The quartermaster’s department will furnish the necessary transportation.

By command of

Major General D. E. Sickles.

W. L. M. Burger, Asst. Adjt. Gen.

While on the eve of setting out on his tour of inspection, a report had reached Hilton Head that the negroes of Port Royal Island had matured an insurrection, to take place on Christmas night, their headquarters being Beaufort. At first no person paid sufficient attention to a rumor so silly; but finally it magnified into an alarm, which caused the major to be sought out by many of the white citizens and some of the military, and requested to take a detachment of troops, and make Beaufort his first point of inspection. This was Christmas Eve.

Believing that “the better part of valor is discretion,” and to make assurance doubly sure, he at once made a requisition for a detachment of the 21st United States Colored Troops, then doing duty at the post. A part of Company E was detailed, under command of a sergeant, with other assistant non-commissioned officers. On Christmas night the transport steamer Sampson, Dennett, master, was ordered, which carried him to Beaufort, though, in consequence of a fog, he did not reach that point till five o’clock the next morning; not in time to quell an insurrection of the evening before, but in good season to learn from the “rising inhabitants,” that among the most quiet and pleasant evenings of the year was that which had just given place to the morning; and the insurrection-haunted whites of the island could again repose in peace, until the next report would awake them.
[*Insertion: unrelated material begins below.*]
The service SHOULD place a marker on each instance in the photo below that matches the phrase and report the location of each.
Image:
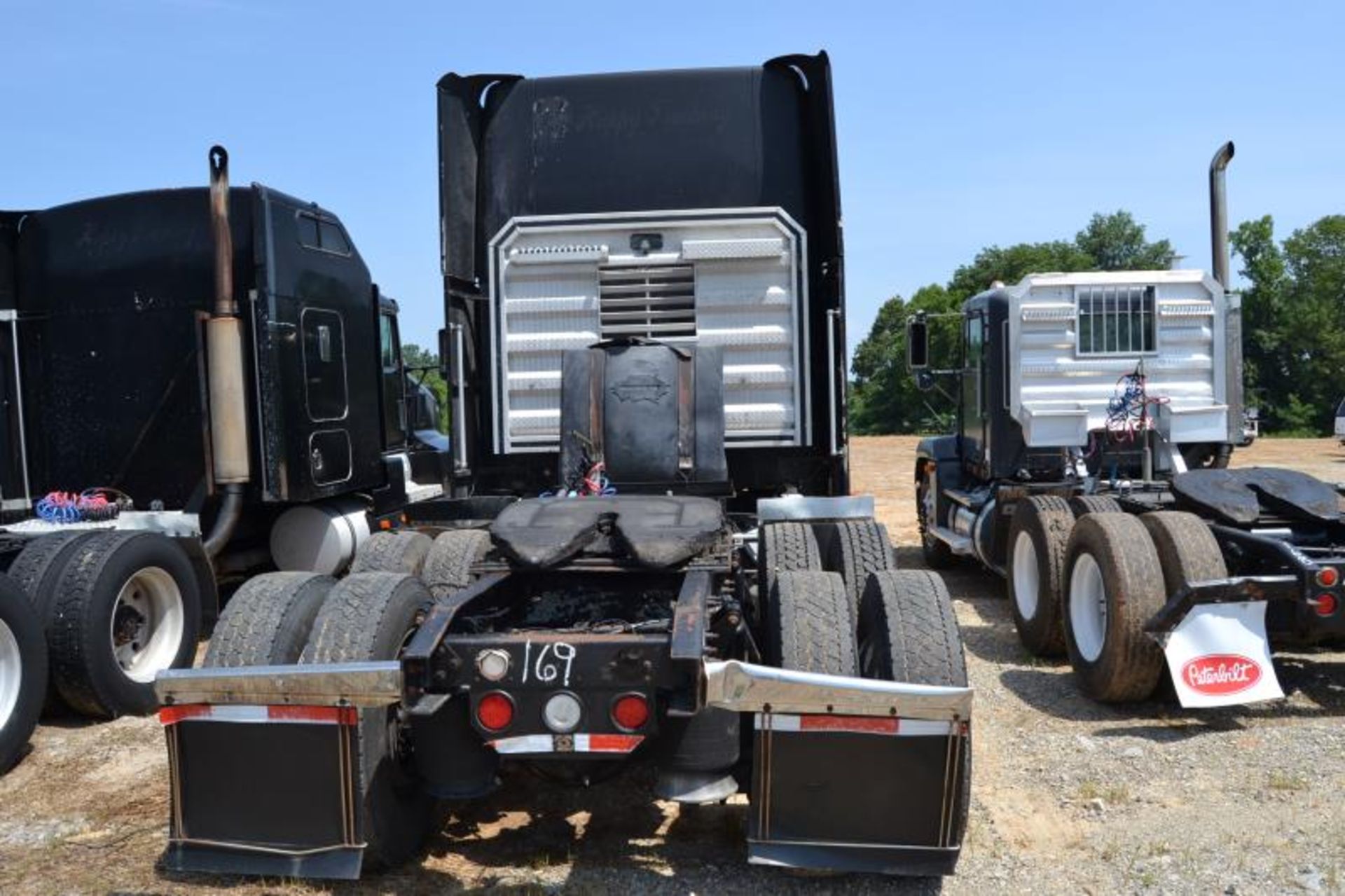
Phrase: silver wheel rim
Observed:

Completing his official duties at Beaufort, the next point of importance was Edisto, where he went by advice of Major General Sickles. Here he met, at the headquarters of Captain Batchelor, commanding a detachment of United States forces, a delegation of the old planters, at the head of which was Jacob Jenkins Mikell, Esq., formerly one of the largest cotton-growers of Sea Island.

The 1st of January found him here, and he attended an immense gathering of the freed men at their emancipation celebration. He addressed them, and in the course of his advice endeavored to disabuse their minds of the expectation of obtaining land, which he foresaw, and believed from the course of events then transpiring, would not be realized. On account of this advice he was misrepresented by ignorant, though well-meaning, as well as mischievous and designing persons, the latter induced, doubtless, by their mercenary proclivities. The people were led to believe that he was opposed to their interest, and in that of the planters. But the greater portion of these freedmen have since learned whether or not his advice on that occasion was in their favor or that of others.